Two housing areas in Emmen itself receive extra attention in the spatial design memorandum, the center and the new Delftlanden district, which is far from being fully built. Some of the 16,200 Drenthe homes agreed with the government should be built there. But for truly large-scale regional or national housing construction, the status of the Emmen region in the Memorandum must really be raised, according to Turenhout and Rink.
Turenhout and Rink certainly do not understand how the low status can be reconciled with the 2 billion that the government is allocating for the construction of the Lower Saxony line. That railway line has always been sold to politicians in The Hague as a means to achieve developments in the region, and not as an end in itself. Turenhout: “The Lower Saxony Line is a game changer for the region. Because there is still room for growth here.”
“That new infrastructure will attract people. Those people want to work somewhere. That is why we are carefully planning in the Emmen region together with the municipalities of Hoogeveen, Coevorden and Borger-Odoorn which industrial estates should be located where.
Besides working, you also have to live. There is room for 50,000 new homes around the Lower Saxony line, which is a number with which we are helping the government with their national housing construction task.” By which Rink wants to say: this is the argument for a high status of Emmen in the memorandum.
According to Turenhout and Rink, a higher status in the Spatial Planning Memorandum not only means more money for government investments, but also that other parties will be willing to invest money in education, new companies and housing construction.
That is why there will be a joint lobby from the broad Emmen region (municipality of Hoogeveen, Coevorden, Emmen, Borger-Odoorn) towards The Hague. The Spatial Planning Policy is still in draft form, so that offers opportunities, according to Turenhout.

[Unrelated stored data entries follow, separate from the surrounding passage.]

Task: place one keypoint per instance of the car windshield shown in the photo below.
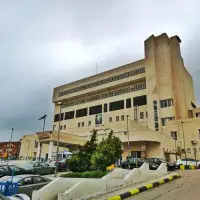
(15, 179)
(29, 165)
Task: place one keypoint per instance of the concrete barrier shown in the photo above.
(51, 190)
(90, 188)
(143, 173)
(117, 173)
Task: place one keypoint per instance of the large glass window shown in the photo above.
(69, 115)
(81, 112)
(95, 110)
(116, 105)
(166, 103)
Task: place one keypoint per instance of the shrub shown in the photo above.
(92, 174)
(107, 152)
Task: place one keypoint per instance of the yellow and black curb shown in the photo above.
(143, 188)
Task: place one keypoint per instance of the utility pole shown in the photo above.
(12, 130)
(58, 140)
(184, 142)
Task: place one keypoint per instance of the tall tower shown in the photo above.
(167, 80)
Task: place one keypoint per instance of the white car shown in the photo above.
(190, 161)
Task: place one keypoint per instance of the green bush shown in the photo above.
(107, 152)
(92, 174)
(80, 162)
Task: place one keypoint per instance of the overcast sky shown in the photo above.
(47, 43)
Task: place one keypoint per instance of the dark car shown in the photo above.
(137, 162)
(7, 170)
(28, 183)
(41, 168)
(158, 161)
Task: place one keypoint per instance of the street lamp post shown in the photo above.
(28, 149)
(184, 142)
(127, 130)
(58, 139)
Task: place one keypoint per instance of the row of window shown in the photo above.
(164, 120)
(166, 103)
(116, 105)
(104, 81)
(105, 95)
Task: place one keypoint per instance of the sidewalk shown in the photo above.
(131, 187)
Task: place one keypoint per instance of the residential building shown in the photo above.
(10, 149)
(140, 101)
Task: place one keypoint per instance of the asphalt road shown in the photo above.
(185, 188)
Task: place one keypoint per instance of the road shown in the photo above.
(185, 188)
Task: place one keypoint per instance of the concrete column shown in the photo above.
(50, 150)
(38, 151)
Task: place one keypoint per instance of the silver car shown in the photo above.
(28, 183)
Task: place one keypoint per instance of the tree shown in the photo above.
(107, 152)
(80, 162)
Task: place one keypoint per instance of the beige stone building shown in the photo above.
(146, 103)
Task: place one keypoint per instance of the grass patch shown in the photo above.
(93, 174)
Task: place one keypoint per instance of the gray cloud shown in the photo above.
(47, 43)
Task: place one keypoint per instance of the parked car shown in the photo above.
(137, 162)
(41, 168)
(15, 197)
(7, 170)
(27, 183)
(158, 161)
(190, 161)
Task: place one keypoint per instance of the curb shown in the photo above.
(143, 188)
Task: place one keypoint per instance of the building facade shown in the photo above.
(142, 102)
(9, 149)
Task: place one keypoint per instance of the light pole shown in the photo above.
(28, 149)
(12, 130)
(184, 141)
(56, 168)
(127, 131)
(44, 118)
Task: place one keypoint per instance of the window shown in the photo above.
(128, 103)
(174, 135)
(69, 115)
(141, 115)
(166, 103)
(140, 101)
(188, 150)
(95, 110)
(81, 112)
(105, 107)
(38, 179)
(116, 105)
(197, 114)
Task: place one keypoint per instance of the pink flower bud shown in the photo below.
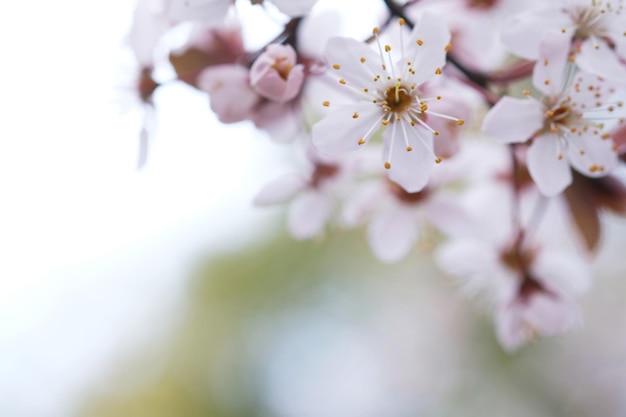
(275, 75)
(232, 99)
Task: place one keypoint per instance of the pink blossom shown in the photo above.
(275, 74)
(311, 196)
(232, 98)
(565, 127)
(594, 29)
(389, 97)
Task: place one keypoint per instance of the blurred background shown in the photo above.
(162, 292)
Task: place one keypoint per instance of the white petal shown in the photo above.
(523, 34)
(549, 71)
(563, 271)
(294, 8)
(348, 55)
(308, 214)
(514, 120)
(550, 173)
(392, 233)
(280, 190)
(597, 58)
(340, 132)
(591, 155)
(432, 31)
(549, 314)
(209, 12)
(410, 170)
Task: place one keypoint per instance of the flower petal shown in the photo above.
(550, 68)
(410, 169)
(514, 120)
(597, 58)
(427, 46)
(591, 155)
(308, 214)
(392, 233)
(340, 131)
(353, 61)
(280, 190)
(550, 172)
(525, 31)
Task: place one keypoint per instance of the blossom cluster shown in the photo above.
(490, 132)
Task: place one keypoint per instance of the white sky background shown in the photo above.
(92, 250)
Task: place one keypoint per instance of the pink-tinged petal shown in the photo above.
(563, 271)
(431, 31)
(550, 67)
(591, 155)
(280, 190)
(275, 75)
(410, 169)
(524, 33)
(340, 131)
(392, 233)
(550, 314)
(295, 8)
(445, 212)
(514, 120)
(208, 12)
(547, 165)
(597, 58)
(471, 260)
(148, 27)
(308, 214)
(231, 97)
(353, 61)
(282, 121)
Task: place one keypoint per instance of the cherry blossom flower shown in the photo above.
(275, 74)
(528, 278)
(594, 28)
(564, 126)
(390, 97)
(312, 196)
(232, 98)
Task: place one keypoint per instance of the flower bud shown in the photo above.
(275, 75)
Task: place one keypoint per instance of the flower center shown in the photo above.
(397, 99)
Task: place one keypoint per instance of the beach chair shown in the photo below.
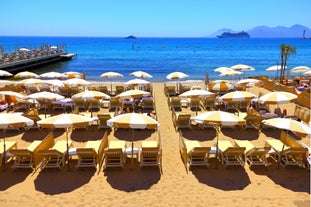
(195, 104)
(150, 153)
(80, 103)
(54, 157)
(175, 102)
(192, 153)
(8, 146)
(119, 89)
(147, 103)
(64, 91)
(182, 121)
(115, 154)
(114, 102)
(102, 120)
(92, 153)
(231, 155)
(254, 155)
(32, 114)
(208, 103)
(287, 151)
(29, 157)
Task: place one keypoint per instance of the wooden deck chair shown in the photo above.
(175, 102)
(114, 102)
(94, 104)
(147, 103)
(231, 155)
(170, 90)
(64, 91)
(195, 104)
(102, 120)
(55, 157)
(8, 146)
(182, 121)
(80, 103)
(103, 89)
(192, 153)
(29, 157)
(254, 155)
(92, 153)
(32, 114)
(114, 155)
(119, 89)
(208, 103)
(150, 153)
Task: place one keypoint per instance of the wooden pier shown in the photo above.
(17, 66)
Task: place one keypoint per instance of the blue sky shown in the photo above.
(146, 18)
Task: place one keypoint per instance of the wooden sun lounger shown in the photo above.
(193, 153)
(231, 155)
(8, 146)
(150, 153)
(55, 156)
(30, 157)
(254, 155)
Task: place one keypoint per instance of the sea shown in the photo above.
(161, 56)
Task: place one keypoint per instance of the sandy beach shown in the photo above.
(135, 186)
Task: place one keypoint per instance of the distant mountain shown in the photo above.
(295, 31)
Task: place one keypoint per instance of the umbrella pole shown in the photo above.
(132, 154)
(4, 153)
(217, 134)
(68, 160)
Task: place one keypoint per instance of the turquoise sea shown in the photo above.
(160, 56)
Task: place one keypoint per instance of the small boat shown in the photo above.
(130, 37)
(234, 35)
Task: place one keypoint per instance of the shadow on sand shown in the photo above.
(10, 177)
(231, 178)
(53, 182)
(291, 177)
(132, 178)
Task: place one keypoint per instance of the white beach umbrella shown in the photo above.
(65, 121)
(242, 67)
(133, 94)
(12, 120)
(220, 86)
(111, 75)
(12, 93)
(26, 74)
(133, 121)
(31, 81)
(230, 73)
(218, 119)
(137, 82)
(176, 75)
(197, 93)
(277, 97)
(308, 73)
(237, 96)
(52, 75)
(288, 124)
(44, 95)
(73, 74)
(5, 73)
(274, 68)
(76, 82)
(141, 74)
(249, 81)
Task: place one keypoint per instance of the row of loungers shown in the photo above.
(48, 154)
(286, 151)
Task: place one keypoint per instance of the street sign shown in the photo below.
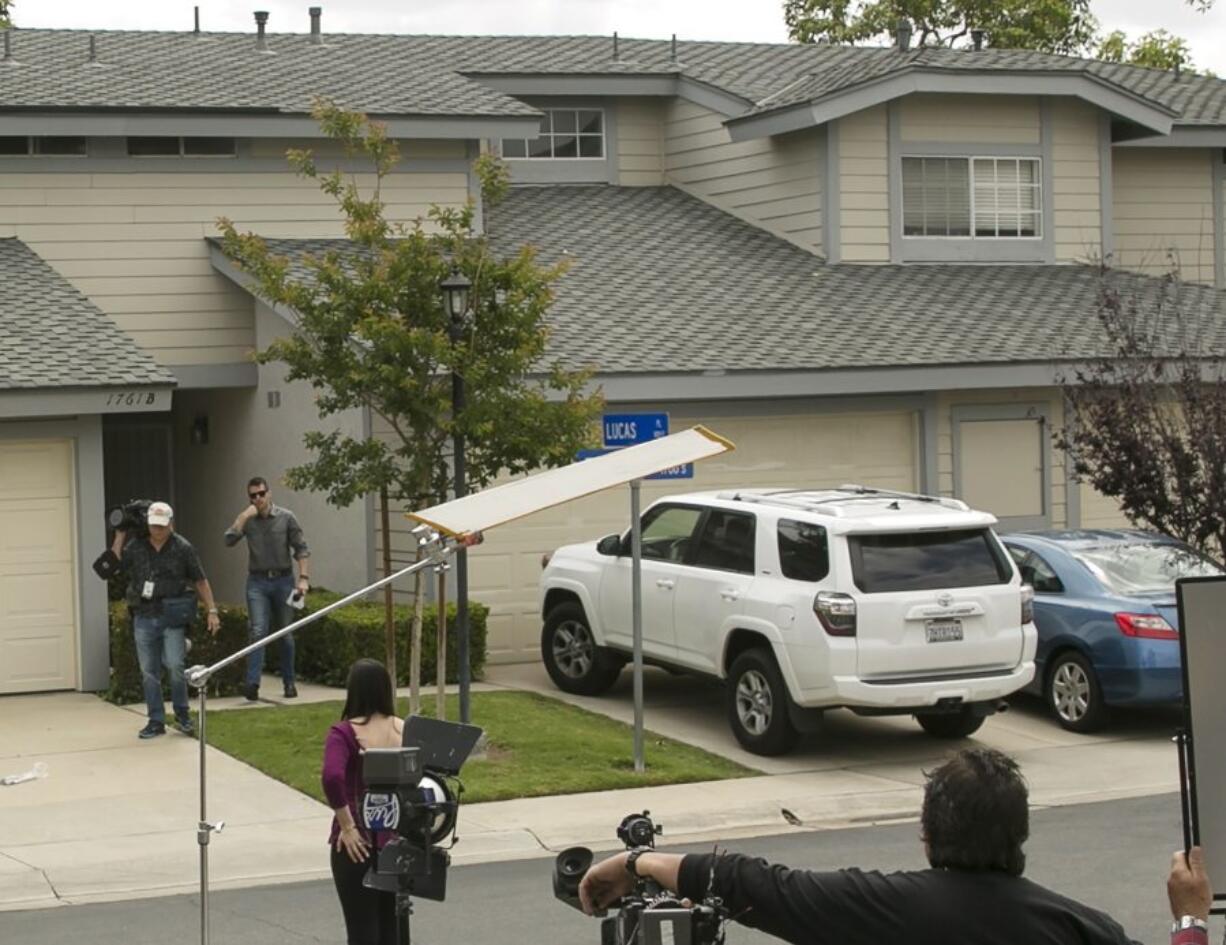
(629, 429)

The draft Memorandum does describe Southeast Drenthe as a place where there is room for defense, the energy transition, innovative industry and ‘related housing development.’

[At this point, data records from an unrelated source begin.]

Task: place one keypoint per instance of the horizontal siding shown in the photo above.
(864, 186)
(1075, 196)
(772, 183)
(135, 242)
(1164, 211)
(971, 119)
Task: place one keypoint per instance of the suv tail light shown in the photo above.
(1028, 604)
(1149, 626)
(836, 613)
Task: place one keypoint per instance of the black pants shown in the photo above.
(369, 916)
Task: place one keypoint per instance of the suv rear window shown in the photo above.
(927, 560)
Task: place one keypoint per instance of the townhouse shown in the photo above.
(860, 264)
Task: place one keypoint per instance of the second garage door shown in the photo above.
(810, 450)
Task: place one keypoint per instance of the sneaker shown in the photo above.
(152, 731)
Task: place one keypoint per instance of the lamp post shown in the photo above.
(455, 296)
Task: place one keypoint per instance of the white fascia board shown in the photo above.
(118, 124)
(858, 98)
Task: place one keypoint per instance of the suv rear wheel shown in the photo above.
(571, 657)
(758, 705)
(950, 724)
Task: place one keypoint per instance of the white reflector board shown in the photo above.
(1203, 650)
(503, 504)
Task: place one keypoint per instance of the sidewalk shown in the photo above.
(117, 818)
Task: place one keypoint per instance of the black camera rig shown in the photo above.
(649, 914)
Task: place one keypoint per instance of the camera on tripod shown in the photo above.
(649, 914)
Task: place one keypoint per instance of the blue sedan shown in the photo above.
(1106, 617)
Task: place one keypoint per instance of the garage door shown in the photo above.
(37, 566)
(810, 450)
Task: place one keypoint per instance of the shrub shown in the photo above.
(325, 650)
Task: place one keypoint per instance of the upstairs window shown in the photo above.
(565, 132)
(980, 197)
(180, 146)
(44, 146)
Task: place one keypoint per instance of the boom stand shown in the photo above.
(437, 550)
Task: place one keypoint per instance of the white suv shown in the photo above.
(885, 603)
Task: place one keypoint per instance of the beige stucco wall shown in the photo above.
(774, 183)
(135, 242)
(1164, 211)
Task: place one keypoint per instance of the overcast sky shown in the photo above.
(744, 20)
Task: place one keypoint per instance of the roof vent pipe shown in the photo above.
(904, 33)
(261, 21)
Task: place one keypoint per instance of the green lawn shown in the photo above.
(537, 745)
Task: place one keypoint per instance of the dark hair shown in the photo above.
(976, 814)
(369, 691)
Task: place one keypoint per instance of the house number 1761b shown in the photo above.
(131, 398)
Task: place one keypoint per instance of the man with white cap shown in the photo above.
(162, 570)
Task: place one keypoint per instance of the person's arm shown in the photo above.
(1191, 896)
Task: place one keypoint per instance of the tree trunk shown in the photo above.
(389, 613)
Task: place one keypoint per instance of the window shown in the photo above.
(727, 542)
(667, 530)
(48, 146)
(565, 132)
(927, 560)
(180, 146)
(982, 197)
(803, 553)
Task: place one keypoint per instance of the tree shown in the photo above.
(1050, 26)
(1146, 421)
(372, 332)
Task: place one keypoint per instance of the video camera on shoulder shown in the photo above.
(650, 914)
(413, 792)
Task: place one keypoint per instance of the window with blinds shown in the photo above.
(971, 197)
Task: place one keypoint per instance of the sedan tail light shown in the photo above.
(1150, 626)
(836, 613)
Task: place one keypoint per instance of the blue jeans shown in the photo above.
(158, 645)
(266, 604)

The Assen – Groningen region is included as an initiating region in the draft of the Spatial Planning Policy Document, or an area that must make a ‘real leap in scale’. According to The Hague, 36,000 new homes and 28,000 new jobs should be created there by the year 2040.

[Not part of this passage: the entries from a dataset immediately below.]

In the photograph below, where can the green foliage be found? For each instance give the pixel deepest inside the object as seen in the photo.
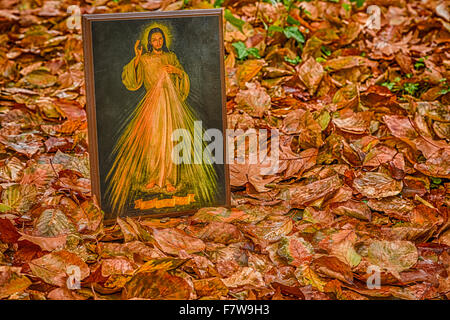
(419, 64)
(289, 32)
(294, 32)
(411, 88)
(233, 20)
(446, 86)
(295, 61)
(359, 3)
(320, 59)
(325, 50)
(243, 52)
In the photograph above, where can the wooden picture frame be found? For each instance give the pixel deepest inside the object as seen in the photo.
(115, 123)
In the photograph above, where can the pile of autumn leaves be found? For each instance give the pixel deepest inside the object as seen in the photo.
(362, 183)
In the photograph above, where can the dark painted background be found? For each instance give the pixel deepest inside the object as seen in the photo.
(195, 40)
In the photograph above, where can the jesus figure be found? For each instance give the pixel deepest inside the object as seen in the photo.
(143, 153)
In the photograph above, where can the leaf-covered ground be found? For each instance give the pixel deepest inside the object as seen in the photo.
(363, 182)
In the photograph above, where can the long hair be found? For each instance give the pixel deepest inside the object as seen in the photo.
(149, 45)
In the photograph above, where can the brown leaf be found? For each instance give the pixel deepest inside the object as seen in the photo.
(311, 73)
(377, 185)
(157, 285)
(172, 241)
(299, 196)
(52, 268)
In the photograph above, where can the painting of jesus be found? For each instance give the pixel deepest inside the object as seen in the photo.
(137, 167)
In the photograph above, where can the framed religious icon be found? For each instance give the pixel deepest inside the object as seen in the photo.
(156, 111)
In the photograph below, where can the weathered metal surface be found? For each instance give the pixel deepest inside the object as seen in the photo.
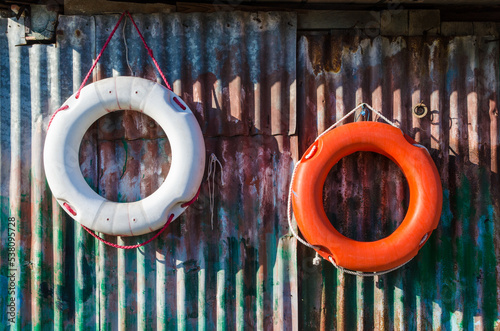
(452, 283)
(237, 73)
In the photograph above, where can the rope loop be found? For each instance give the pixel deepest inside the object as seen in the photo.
(171, 217)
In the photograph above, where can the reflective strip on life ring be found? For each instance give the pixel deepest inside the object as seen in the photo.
(423, 213)
(61, 156)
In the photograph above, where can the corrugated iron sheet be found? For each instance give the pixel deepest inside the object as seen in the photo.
(237, 73)
(453, 282)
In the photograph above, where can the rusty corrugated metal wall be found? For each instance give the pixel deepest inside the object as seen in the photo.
(452, 283)
(237, 71)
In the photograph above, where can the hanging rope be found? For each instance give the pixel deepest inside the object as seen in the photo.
(212, 167)
(149, 50)
(171, 217)
(317, 258)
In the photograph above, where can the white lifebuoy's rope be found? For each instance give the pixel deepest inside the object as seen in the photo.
(317, 258)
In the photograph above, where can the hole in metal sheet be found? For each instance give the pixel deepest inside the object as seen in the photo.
(125, 156)
(366, 196)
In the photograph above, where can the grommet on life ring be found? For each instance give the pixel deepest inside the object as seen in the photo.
(62, 146)
(423, 212)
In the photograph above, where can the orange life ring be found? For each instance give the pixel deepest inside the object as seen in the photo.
(422, 217)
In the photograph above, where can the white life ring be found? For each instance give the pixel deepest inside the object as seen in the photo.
(62, 146)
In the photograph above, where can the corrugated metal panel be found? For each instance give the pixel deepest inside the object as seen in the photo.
(237, 73)
(453, 282)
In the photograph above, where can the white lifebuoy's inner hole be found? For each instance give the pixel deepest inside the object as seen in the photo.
(366, 196)
(125, 156)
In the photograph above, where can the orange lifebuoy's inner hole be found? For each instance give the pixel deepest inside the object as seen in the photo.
(365, 196)
(125, 156)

There was no new Spatial Planning Memorandum for a long time. The last one was in 2004. With the exception of a few things, the Netherlands was settled in politics in The Hague. Spatial planning issues could be solved by the provinces or cooperating municipalities, the government believed.
But that was before the housing crisis, before we really realized that we really need to do something about climate change, before the capacity shortages on our energy networks and before we understood that changes in the geopolitical situation also have consequences for our energy supply and defense. For example, at the time the army was mainly concerned with divesting training areas, including in Drenthe. Now it is reversed again.
The expected decline in the rural population did not appear to occur equally everywhere. The aging population, growing demand for care and the changing economy of our country may also require more control from the national government. At the same time, you see that provinces do not want to relinquish all their power over spatial planning. There will therefore be a need for greater cooperation between central government and the region.
The past 20 years have shown that a lot can change. A new Spatial Planning Memorandum can be a good guideline, but long-term visions are often overtaken by reality. The new memorandum must answer the questions: where are we really going to urbanize much more, where should new railway lines and roads be built, where should there be room or more room for agriculture or nature. Where should we do water storage?
The design pays much more attention to the region than in previous Spatial Planning Memorandums. That’s because since 2023 after the report Every Region Counts it has become clear in politics in The Hague that more investment is needed in rural regions and parts of the country that are ‘far’ from the Randstad. Only the Emmen region comes off somewhat poorly in the current design.